Throwing Windows Out The Window
Fake News written by on Monday, September 11, 2000
WASHINGTON -- The Federal Bureau Of Missing Socks has banned the use of Microsoft Windows and Office on all employee computers. But don't get too excited; they aren't going to be replacing them with Linux. Instead, this government agency has decided to go back to using abucusses, slide rules, and manual typewriters.
The banishment of Microsoft software stems from the agency's new policy against computer games. Microsoft Office, which contains several games in the form of Easter Eggs, is now verboten on all agency computers. "Flight simulators, pinball games, magic eight balls... they all violate our policy," said the sub-adjunct administrator second-class, Mrs. Laverne Biehle. "So we can't use Office."
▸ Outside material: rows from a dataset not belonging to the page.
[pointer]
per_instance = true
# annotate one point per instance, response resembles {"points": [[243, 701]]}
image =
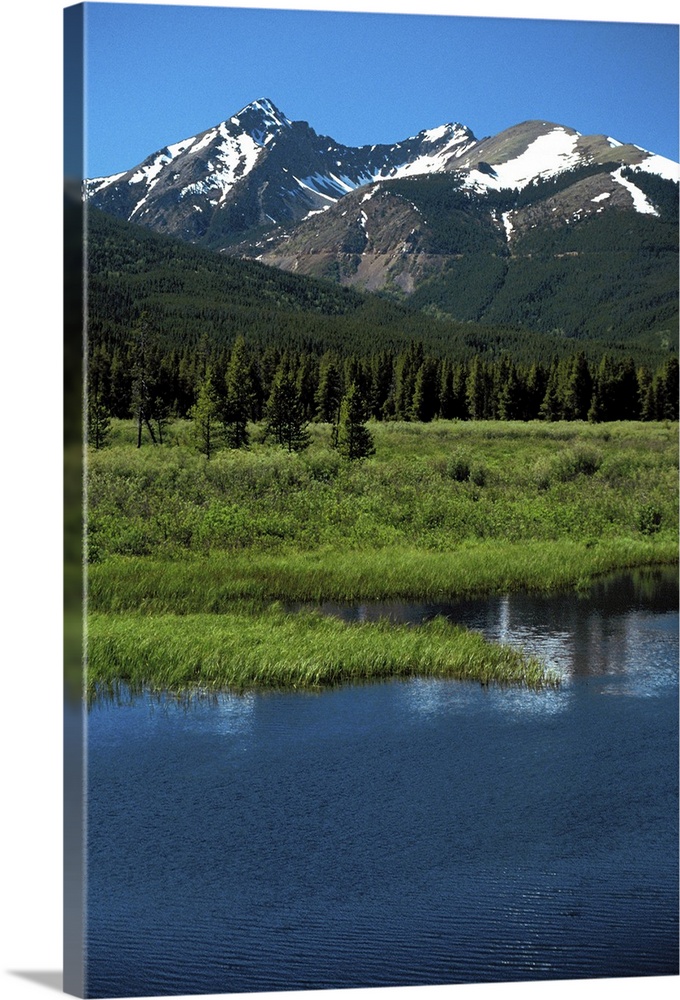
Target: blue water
{"points": [[407, 833]]}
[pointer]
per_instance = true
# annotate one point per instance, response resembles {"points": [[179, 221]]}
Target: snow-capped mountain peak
{"points": [[260, 119], [258, 170]]}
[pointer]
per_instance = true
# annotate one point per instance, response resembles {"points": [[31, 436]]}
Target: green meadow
{"points": [[191, 560]]}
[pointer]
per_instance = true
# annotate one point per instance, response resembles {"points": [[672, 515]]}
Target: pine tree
{"points": [[578, 389], [426, 392], [285, 418], [239, 399], [204, 414], [354, 440], [329, 392]]}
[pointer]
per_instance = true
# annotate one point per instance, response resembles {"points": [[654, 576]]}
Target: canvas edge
{"points": [[74, 375]]}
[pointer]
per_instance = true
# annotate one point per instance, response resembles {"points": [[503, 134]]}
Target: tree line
{"points": [[224, 389]]}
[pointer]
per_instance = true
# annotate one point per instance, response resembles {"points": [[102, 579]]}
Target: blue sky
{"points": [[157, 74]]}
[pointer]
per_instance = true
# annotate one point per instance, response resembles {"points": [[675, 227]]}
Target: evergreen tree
{"points": [[353, 438], [426, 392], [550, 408], [511, 395], [329, 391], [98, 415], [578, 389], [239, 398], [285, 417], [477, 390], [204, 414]]}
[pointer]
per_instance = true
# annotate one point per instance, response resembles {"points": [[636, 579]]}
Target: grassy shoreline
{"points": [[187, 555], [273, 649], [211, 584]]}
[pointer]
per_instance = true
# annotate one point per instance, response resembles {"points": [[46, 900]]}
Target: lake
{"points": [[405, 833]]}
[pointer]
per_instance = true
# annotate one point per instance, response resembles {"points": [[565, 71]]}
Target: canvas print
{"points": [[372, 441]]}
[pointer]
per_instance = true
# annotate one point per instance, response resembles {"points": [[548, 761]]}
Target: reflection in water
{"points": [[405, 833], [607, 632]]}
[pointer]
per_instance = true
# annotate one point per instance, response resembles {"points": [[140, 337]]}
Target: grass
{"points": [[185, 553], [273, 649]]}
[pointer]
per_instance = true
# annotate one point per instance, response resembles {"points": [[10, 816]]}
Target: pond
{"points": [[406, 833]]}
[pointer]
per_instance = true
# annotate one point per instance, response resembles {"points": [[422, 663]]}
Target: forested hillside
{"points": [[176, 331]]}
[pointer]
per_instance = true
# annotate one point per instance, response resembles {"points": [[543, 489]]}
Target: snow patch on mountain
{"points": [[640, 202], [507, 225], [660, 165], [546, 156]]}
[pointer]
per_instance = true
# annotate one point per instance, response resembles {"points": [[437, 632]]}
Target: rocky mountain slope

Windows is forbidden for the same reason. "We've had way too many employees wasting time playing Solitaire," said Biehle. "Unfortunately, Solitaire is an integral part of Windows -- Microsoft executives said so during the anti-trust trial. If Solitaire is removed, the operating system won't function properly. Therefore, we have no choice but to banish all Windows computers."
The agency could switch to Linux or another system, but such a move would make too much sense. The Bureau's Assistant Technology Consultant, Mr. Reginald "Red" Taype, explained, "We don't want to use anything that's unsupported, so we're going to bring in old abucusses, slide rules, adding machines, and manual typewriters that we found sitting in the sub-basement under three inches of dust and cobwebs."
"Have you ever seen an abucus crash?" he asked. "Have you ever seen anybody have fun with a slide rule? Do adding machines contain undocumented easter eggs? No! That's why we're ditching our PCs."
The agency's move also has another benefit: they no longer need to employ a "Bluescreen Boy". The security cameras in the agency's ten-story building were all pointed at the monitors of each computer. If a PC crashed and displayed a bluescreen, the security cameras picked it up and the B.B. was dispatched to manually reboot that computer. It was a horrible job, but the B.B. did get a nice exercise workout each day.
The former B.B. is now flipping burgers at Google.com's gourmet kitchen.